*9月26日* ―それでも君が好き―
「え ちょっと待って相澤くん。」
私が肩にかかるカバンをぎゅっと握って相澤くんを引き止めると 相澤くんの携帯がなった。
「………。」
「相澤…くん……。」
泣いている。
相澤くんが泣いている。
「…ちょっと どうしたの。」
ぼうっとしていて まるで何も考えていない見えていない瞳は やっぱり冷たかった。
「…相澤くん 教室でご飯食べない?」
私としては勇気を振り絞ったつもりだった。
誰もいない廊下はあまりに都合が良すぎるから。
「………。」
「…相澤くん。」
相澤くんのカバンを更に強く握ると 彼の右手が私の右手に重なった。
「……相澤…くん。」
涙で潤んだ瞳が 私を鋭く見つめて離さなくなったとき それは一瞬のことだった。
強く握られた右手を引いて 教室に私を連れ込んだ相澤くん。
流れるような動作のなかで 私を優しく抱き締めた。
「相澤っ……くん…。
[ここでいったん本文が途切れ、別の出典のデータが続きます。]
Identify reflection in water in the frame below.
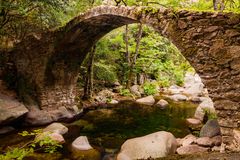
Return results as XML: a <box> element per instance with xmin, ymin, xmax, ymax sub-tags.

」
「あと30秒だけ。 俺に勇気をくれ…。」
背中にまわる手が私の両肩を強く抱き 剛とは違う力強さで私の拒む力を封じた。
中学生が悪ふざけと好奇心でやるような初めてのハグではなかった。
むしろもっと大人で 冷たささえ感じる 奥深げなものだった。
それがより一層 私の中の相澤くんにペンキで色を塗り重ねたのだ。
しばらくそうしていた。
相澤くんが何かしら言ってくるのを待っていた。
「………。」
その中でうごめく罪悪感。
……剛 どうか抵抗しない私を許して。
2度目の罪を許して。
「……わるい 奈穂ちゃん。」
肩にのし掛かっていた相澤くんの頭が離れると すっと楽になる。